I started using OneSwarm shortly after release yesterday and have been evangelizing and trying to build a sizable mesh. During this, I've noticed a few issues which I think you should be made aware of. Some of them may qualify as bugs, some may be known issues that don't have ready solutions.
1. Hashing performance
The data shares I set in my watch list upon installation total 1959GB. While I didn't expect it to has quickly, after 24 hours had passed hashing still had not been completed when running on a system with quad core processor running at 3.6GHz with 8GB of RAM. It appears to me that hashing performance is CPU bound and could be significantly improved by threading the hashing operation so that multi-core CPUs could be properly utilized.
2. As a corollary to the first issue, hashing randomly stops after some time. Exiting OneSwarm and restarting causes hashing to begin again without issue, but this recurs several times. I believe this may related to performance issues with hashing and perhaps performance with internal data structures used to store information about the swarms.
3. Remote Interface
Requests to the remote interface don't take precedence in the application over using outgoing bandwidth for transferring data. This is a flaw, because if you are not throttling outgoing bandwidth (and you shouldn't have to) you are unable to remotely control the application to change any settings regarding bandwidth usage or anything else. It simply times out, even if the host has reasonable pings (I was able to ping from an outside line at average of 30ms but could not connect to the remote interface). For the moment the workaround has been to implement QoS internally on my network and to give precedence for HTTPS traffic going to the IP of the box running OneSwarm, this seems to have alleviated the issue.
4. Scalability
As more nodes/friends are added to my mesh and I add more data to my shares, performance issues and general issues become more frequent and more likely to be catastrophic, requiring me to restart OneSwarm for everything to work properly once again. I've received errors about tracker failure after I had more than 3000 swarms loaded, and as mentioned before severe performance issues with hashing. As more nodes are added, it can't seem to keep track of connection states either, sometimes seeing LAN nodes as disconnected, even though there is gobs of bandwidth available between them (2GbE on both nodes). Performing a Force Connect on LAN nodes that show as disconnected (when they should not be) does fix this issue, but it is troublesome.
5. Friend adding
I've seen multiple instances in which either the Gtalk or LAN friend adding doesn't work properly, or even after adding a friend (trying more than once even) it doesn't believe that the person accepted and keeps them grayed out. In all instances, however, it can be worked around by doing a manual key exchange and adding that way. These problems seem to occur more frequently with the more friends that you have added. In addition if a single user has multiple nodes on their network that are Internet accessible running OneSwarm, the Gtalk bot service appears to get severely confused if you try to connect to your Gtalk account on both. The workaround for the moment to make Gtalk adds work is to have a separate Gtalk account for each node internally, luckily this doesn't affect the LAN adding and doing a manual key exchange still works fine of course.

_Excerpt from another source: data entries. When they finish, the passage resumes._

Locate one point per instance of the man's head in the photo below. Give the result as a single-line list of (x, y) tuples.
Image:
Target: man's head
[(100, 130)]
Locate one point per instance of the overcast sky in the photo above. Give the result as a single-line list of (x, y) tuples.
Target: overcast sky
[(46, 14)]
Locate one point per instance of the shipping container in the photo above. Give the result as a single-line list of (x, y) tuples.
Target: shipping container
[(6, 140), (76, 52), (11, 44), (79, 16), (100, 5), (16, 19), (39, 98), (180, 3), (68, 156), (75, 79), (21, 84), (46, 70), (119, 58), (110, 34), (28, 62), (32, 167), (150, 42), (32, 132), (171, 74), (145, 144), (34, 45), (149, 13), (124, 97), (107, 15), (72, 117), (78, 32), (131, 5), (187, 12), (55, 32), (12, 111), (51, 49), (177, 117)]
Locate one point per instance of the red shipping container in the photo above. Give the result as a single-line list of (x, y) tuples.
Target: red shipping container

All in all, I'm quite optimistic about the future of OneSwarm and find it very interesting. It does seem to perform well under smaller loads and I understand that with the size of data that I'm sharing from the nodes and the type of setup I'm using is probably not what was conceived as the norm during development. Hopefully as the project matures some of the above items will be addressed, especially with better threading for the application which I believe may solve many of the scalability issues.